4 cm. The height h = 8 cm (see figure). Calculate the total electric

resistance between the base surfaces of the body, when made of a material of

resistivity ρ = 4*10 ^(-2) Ohm*m. Assume that during the transport of electric charge

through the body volume, the current density changes.

see the picture

## The Attempt at a Solution

idea:
triple integration..one through the height...and the remaining ones through the radius and the perimeter...but does this take into account the changing of the radius at different heights?

#### Attachments

Last edited:
Only a single integration is needed. Hint: thin circular disks.

• cnh1995
Write a general expression for any intermediate radius in terms of R1,R2 and h. Use it for calculation of resistance of thin circular discs and integrate along proper path.

• ciso112
TSny said:
Only a single integration is needed.
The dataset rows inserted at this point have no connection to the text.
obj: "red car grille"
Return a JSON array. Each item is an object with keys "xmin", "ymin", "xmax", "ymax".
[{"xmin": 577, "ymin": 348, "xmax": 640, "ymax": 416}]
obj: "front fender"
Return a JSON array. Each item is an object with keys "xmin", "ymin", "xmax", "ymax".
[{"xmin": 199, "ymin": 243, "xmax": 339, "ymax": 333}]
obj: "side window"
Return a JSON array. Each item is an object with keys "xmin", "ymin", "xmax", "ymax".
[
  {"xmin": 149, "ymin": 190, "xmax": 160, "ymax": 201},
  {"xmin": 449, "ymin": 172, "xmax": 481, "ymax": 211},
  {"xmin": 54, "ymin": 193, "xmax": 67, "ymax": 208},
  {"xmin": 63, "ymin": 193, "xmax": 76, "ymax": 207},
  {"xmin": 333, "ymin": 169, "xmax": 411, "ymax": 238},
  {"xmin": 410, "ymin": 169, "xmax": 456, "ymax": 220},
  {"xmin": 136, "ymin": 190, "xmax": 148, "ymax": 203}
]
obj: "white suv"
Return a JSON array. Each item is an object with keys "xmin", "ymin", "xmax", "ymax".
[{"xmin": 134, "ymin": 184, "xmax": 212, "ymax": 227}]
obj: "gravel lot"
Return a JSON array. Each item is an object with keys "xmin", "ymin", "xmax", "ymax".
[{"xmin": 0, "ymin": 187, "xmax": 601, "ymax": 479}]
Hint: thin circular disks.

hm, this gives me the integral of PI*r^2 with boundries of R2 and R1...?

ciso112 said:
hm, this gives me the integral of PI*r^2 with boundries of R2 and R1...?
This is not what you need to integrate. The entire truncated cone can be thought of as made of many thin slices (circular disks). Each disk will have a small resistance dR that will depend on the radius and thickness of the disk. These resistances are in "series", so the total resistance is the sum (or integral) of the individual resistances.

• ciso112
As you can see the resistances are in series, your limits of integration will be from 0 to h. Try writing a general expression for intermediate radius in terms of R1, R2 and h.

• ciso112
cnh1995 said:

could you clarify this term pls, not even google helped me

TSny said:
This is not what you need to integrate. The entire truncated cone can be thought of as made of many thin slices (circular disks). Each disk will have a small resistance dR that will depend on the radius and thickness of the disk. These resistances are in "series", so the total resistance is the sum (or integral) of the individual resistances.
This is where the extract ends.